Quand Véronique Malbec cherche conseil auprès de « son ami Molins »
Éric Dupond-Moretti révèle à la barre toute la difficulté de devenir ministre quand on n’appartient pas au sérail politique : constituer une équipe, apprendre à connaître son administration, son langage, ses acronymes, rencontrer tous les acteurs, le tout sur fond de contrôle fiscal et de déclaration pour l’ancien avocat qu’il est de la liste de ses clients. On comprend que dans cet exercice radicalement nouveau, l’ancien ours des prétoires se retrouve dans la position de l’agneau. « Dans la nuit de ma nomination, j’ai préparé le discours de passation de pouvoir.

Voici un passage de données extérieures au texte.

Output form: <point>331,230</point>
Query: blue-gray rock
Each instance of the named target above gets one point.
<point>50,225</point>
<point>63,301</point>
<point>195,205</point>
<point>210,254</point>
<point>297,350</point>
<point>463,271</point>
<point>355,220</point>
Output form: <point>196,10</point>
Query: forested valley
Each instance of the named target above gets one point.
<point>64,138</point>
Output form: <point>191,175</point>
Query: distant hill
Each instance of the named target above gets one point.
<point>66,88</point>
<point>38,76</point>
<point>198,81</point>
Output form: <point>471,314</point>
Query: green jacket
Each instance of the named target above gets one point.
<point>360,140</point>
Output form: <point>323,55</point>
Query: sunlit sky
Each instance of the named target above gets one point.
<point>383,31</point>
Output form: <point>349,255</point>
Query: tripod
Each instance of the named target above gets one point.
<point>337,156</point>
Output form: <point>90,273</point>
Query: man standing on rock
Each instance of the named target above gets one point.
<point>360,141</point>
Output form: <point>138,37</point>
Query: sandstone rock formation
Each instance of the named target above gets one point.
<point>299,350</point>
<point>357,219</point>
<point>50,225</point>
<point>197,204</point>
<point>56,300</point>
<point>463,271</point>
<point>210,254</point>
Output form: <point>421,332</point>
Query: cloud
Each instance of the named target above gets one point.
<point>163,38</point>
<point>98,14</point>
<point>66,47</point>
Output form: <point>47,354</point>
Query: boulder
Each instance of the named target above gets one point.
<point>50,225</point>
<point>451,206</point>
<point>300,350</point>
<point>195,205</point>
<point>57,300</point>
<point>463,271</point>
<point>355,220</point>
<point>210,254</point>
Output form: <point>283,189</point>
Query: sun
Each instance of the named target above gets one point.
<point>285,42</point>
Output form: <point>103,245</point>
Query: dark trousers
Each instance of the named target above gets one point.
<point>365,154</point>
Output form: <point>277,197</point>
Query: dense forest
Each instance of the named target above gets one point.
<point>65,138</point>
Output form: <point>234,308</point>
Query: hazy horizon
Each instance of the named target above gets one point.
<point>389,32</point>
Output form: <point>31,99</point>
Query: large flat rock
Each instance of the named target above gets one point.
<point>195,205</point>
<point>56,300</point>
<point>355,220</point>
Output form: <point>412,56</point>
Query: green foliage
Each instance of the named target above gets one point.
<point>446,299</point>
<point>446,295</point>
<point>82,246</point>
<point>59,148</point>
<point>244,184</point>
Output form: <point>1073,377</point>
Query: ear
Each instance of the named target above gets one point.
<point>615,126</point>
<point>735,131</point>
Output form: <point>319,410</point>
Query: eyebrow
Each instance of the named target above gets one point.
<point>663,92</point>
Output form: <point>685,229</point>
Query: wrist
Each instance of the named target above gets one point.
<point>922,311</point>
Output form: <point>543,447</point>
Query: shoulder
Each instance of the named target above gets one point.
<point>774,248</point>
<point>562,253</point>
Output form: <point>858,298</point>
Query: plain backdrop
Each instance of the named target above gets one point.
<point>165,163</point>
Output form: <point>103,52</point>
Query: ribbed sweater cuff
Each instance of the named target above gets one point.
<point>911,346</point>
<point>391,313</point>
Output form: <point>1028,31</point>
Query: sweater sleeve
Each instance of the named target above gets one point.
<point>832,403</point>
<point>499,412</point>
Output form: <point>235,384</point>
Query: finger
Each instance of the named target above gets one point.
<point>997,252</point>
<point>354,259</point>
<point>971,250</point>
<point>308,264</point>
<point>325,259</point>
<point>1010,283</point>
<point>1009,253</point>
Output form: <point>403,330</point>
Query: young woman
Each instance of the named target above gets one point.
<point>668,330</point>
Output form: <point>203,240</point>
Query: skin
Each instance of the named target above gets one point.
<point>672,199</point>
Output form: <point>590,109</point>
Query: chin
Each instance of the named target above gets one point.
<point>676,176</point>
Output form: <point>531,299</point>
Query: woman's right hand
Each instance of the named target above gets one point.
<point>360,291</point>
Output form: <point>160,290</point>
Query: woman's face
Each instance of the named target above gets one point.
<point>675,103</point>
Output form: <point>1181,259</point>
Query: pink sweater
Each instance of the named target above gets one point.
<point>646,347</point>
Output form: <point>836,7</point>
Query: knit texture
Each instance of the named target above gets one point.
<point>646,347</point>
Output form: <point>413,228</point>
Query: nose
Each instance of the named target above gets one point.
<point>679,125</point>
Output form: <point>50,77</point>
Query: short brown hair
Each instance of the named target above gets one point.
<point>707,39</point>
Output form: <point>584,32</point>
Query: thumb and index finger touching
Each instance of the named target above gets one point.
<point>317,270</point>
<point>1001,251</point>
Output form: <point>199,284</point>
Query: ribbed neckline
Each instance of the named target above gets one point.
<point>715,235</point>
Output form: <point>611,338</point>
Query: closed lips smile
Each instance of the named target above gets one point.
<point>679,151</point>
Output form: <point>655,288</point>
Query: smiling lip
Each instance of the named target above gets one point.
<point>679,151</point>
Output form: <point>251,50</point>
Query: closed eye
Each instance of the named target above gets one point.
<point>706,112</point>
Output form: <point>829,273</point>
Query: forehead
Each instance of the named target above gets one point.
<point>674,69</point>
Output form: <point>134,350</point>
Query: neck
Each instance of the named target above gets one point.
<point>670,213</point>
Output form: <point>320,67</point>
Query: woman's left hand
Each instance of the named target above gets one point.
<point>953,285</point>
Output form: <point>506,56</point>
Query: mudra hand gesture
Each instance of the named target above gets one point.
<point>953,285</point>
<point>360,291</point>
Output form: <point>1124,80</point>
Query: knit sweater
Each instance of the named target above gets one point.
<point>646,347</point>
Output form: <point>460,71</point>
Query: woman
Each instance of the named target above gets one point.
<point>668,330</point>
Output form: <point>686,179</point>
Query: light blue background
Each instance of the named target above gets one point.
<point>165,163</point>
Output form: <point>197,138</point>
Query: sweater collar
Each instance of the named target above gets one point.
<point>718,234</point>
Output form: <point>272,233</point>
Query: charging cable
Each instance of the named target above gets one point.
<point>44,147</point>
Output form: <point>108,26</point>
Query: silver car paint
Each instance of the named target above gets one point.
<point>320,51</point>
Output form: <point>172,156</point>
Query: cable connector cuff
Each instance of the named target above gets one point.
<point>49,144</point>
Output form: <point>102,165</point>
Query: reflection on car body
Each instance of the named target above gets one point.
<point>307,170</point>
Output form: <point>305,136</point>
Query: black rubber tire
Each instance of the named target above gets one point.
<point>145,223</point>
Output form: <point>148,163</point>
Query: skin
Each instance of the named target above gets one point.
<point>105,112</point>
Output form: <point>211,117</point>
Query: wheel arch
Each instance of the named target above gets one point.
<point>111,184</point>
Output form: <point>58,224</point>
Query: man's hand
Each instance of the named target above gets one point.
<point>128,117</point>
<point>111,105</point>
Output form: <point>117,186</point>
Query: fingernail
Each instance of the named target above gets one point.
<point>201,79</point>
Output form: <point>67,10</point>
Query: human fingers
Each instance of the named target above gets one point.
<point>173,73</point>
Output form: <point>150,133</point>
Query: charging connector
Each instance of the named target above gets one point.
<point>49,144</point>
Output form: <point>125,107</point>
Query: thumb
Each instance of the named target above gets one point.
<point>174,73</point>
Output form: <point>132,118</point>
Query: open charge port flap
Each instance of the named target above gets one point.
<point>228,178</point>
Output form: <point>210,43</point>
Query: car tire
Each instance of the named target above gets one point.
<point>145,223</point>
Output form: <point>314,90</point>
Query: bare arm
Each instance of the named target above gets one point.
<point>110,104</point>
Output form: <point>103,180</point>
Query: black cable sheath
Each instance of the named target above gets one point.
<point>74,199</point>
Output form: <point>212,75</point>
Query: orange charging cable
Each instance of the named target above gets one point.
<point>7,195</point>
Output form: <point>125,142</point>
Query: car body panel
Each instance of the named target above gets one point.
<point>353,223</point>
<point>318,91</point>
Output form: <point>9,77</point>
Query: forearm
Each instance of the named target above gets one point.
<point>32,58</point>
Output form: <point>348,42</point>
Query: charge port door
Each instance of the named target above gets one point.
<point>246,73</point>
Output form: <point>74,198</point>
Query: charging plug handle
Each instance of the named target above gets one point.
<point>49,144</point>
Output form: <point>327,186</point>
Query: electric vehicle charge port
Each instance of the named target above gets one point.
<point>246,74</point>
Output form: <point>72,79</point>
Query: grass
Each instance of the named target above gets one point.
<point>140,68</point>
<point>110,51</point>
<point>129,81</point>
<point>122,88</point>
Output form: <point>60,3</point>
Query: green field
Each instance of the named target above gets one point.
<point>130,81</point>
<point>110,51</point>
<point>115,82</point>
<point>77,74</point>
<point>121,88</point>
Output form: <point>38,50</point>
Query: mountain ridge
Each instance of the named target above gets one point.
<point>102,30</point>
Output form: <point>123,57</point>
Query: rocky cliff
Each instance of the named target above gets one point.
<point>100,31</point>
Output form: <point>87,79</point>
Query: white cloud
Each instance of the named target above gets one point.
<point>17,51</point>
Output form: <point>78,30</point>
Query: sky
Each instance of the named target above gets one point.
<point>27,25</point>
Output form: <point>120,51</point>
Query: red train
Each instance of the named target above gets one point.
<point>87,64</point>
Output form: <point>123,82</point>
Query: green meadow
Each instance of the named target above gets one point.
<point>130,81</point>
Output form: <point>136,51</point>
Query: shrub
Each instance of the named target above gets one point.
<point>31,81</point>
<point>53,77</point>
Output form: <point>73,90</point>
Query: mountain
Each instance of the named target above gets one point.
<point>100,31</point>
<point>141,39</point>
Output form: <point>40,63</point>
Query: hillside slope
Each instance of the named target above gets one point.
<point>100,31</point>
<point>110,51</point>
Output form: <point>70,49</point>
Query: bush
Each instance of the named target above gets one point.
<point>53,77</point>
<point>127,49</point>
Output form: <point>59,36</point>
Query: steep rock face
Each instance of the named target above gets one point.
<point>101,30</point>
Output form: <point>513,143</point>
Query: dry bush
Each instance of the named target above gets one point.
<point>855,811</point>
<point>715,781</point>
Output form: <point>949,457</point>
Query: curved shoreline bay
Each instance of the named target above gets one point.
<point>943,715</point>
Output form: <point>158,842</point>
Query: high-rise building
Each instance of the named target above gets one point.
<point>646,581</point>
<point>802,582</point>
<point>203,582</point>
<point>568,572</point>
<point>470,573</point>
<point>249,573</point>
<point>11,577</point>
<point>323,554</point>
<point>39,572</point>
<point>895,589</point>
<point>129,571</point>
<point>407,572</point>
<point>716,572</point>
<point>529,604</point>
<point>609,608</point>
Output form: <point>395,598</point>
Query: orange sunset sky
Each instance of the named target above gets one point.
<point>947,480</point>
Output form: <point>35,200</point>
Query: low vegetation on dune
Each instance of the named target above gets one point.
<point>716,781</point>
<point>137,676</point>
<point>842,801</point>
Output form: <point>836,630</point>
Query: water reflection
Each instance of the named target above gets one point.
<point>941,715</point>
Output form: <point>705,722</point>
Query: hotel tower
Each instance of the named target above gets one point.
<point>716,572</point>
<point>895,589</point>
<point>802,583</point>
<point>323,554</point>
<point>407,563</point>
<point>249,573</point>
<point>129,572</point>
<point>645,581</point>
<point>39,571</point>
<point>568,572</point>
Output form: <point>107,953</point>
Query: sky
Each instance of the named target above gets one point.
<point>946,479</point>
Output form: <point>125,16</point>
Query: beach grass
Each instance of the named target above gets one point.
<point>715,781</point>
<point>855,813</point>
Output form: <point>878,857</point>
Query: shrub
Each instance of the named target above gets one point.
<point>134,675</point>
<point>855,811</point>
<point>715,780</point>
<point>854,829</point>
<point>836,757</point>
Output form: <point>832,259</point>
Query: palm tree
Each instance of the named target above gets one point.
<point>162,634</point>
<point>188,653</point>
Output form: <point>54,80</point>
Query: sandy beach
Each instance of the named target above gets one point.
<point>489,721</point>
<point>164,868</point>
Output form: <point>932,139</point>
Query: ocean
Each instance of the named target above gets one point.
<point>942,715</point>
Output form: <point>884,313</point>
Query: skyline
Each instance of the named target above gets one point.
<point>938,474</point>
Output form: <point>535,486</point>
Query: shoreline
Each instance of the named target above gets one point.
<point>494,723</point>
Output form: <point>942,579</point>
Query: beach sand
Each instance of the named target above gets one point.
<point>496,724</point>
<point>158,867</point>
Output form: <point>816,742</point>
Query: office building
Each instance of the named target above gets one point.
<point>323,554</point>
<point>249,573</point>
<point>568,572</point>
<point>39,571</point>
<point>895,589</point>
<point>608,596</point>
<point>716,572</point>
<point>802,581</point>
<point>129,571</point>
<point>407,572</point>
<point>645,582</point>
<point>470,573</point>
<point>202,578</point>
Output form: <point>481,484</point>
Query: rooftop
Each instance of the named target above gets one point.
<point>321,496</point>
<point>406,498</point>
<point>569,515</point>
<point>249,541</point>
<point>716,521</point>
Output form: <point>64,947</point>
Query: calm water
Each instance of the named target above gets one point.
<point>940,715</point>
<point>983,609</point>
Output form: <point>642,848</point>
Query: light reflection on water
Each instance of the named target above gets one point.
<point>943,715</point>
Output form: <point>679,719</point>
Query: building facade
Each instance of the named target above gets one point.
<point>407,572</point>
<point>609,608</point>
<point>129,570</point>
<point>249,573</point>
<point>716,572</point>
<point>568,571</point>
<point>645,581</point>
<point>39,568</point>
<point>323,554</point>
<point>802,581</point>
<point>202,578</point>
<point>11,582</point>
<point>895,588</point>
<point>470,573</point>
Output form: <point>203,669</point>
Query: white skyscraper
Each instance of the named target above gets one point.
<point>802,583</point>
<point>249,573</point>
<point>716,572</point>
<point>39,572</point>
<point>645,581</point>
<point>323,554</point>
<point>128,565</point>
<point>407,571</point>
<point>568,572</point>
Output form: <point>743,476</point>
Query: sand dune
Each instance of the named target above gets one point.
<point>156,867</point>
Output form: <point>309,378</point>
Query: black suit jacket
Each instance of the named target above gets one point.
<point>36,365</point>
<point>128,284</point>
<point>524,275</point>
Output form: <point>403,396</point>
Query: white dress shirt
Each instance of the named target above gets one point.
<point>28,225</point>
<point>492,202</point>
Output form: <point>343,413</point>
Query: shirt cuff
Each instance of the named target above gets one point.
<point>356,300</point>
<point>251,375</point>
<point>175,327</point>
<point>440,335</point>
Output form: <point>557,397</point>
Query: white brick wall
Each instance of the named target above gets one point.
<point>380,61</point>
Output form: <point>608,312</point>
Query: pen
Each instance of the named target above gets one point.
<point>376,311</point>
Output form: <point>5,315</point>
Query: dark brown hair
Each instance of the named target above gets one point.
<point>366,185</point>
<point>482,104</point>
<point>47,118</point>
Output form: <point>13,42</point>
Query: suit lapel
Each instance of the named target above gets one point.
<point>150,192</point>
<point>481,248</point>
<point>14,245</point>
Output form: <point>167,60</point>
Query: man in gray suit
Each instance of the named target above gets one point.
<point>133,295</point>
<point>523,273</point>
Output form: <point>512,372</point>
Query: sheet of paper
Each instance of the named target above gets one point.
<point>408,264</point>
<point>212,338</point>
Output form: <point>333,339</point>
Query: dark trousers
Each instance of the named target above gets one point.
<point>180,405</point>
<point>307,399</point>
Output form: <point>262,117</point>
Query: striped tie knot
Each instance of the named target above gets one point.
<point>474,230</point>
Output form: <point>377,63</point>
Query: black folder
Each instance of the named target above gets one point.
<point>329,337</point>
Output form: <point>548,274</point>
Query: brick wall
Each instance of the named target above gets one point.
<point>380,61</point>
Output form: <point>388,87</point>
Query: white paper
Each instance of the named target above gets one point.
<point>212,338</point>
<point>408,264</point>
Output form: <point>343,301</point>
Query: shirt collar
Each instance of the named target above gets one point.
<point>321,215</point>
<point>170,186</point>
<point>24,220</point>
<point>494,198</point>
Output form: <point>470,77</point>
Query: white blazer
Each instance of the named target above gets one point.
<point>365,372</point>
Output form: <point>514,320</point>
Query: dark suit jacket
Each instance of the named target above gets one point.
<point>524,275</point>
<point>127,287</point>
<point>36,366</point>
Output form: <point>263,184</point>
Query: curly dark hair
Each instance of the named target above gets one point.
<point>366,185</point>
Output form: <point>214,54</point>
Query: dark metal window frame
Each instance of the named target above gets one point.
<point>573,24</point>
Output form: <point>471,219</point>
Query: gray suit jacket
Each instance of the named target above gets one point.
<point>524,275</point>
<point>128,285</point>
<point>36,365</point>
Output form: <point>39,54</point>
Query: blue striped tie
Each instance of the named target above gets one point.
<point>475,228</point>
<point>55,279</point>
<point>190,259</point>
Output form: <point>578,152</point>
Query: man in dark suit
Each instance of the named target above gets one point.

Ensuite, je découvre les lieux. Pour ne rien vous cacher, ils m’écrasent. Je mesure l’honneur qui m’est fait et je me dis simplement : comment je vais faire, comment je vais mettre en œuvre les idées qui sont les miennes ? Comment je vais composer mon cabinet ? Je ne sais pas la différence entre un chef de cabinet et un directeur de cabinet, j’ai des contacts, beaucoup se défaussent, la rumeur circule que ceux qui viendraient près de moi seraient des collaborateurs au mauvais sens du terme, dans une guerre, il y a toujours des collabos. François Molins va défendre à certains de venir à mes côtés ». En effet à l’époque, la rumeur circule qu’il faut dresser un cordon sanitaire autour de lui, le temps qu’Emmanuel Macron s’aperçoive de son erreur de casting. Les enquêtes qu’on lui reproche ont été initiées par celle qui l’a précédé : Nicole Belloubet. Lui ne connaît rien à l’administration centrale, ni à la déontologie des magistrats. Lorsque l’inspection générale rend son rapport qui ne pointe aucune faute mais relève de nombreux dysfonctionnements, le ministre s’en remet à la magistrate Véronique Malbec, sa directrice de cabinet. Laquelle décide d’aller chercher conseil auprès de « son ami François Molins ». Il est alors procureur général à la Cour de cassation, c’est lui qui aurait conseillé au ministère à ce moment-là de lancer une enquête administrative contre les trois magistrats du PNF. Que s’est-il dit exactement lors de cet entretien ? François Molins a-t-il réellement conseillé de lancer cette enquête ou juste donné un avis technique d’aiguillage entre les options qui lui étaient soumises par le ministère ? L’audition de Véronique Malbec en fin de journée mercredi et celle de François Molins jeudi sont très attendues.
« Cette histoire de règlement de comptes commence à bien faire ! »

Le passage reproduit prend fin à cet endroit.